Jimmy was about to say something else when the sounds of a car driving into the turnaround reached them through the open windows. A moment later, the front doorbell rang. “Go see who’s at the door, Jimmy,” Grandma said. She turned to put the chocolate cake away, still puzzled by the boys’ lack of interest in it.

Djuna was conscious of mild annoyance that somebody had come along to interrupt just when he was about to ask Grandma the questions he had written down. He listened for the sound of Jimmy’s voice at the front door, deciding that he would wait to ask his questions until Jimmy returned. He couldn’t hear anything, however. The swinging door at the kitchen end of the passage had swung shut; it effectively muffled sounds from the front of the house. Several minutes passed. Finally Grandma, who was listening, too, called, “Who is it, Jimmy?”

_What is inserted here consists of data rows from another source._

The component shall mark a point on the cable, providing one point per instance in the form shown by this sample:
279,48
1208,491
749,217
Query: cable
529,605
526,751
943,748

There was no answer. Grandma said, “I’ll go see. It’s probably for me, anyway. Be right back, Djuna.”

She bustled down the kitchen passage toward the front hall. The swinging door whispered shut behind her. Djuna sat down on a kitchen stool and fumbled in his shirt pocket for the written list of questions he had prepared at the library. Once he knew the answers to those questions, he felt sure he would be able to explain to Cannonball and Socker what lay behind all the suspicious actions of Mr. Swift, Mr. Martin, and Joe Morelli. He’d be able to tell them why Jimmy’s antique chest was the object of so much interest. And how to unlock the secret of the inscription on the chest drawers.

He drew out his list of questions and studied it for a moment. There were six questions altogether:

What was Mr. Douglas’s step-great-grandmother’s name?

What was the nickname of Mr. Douglas’s grandfather?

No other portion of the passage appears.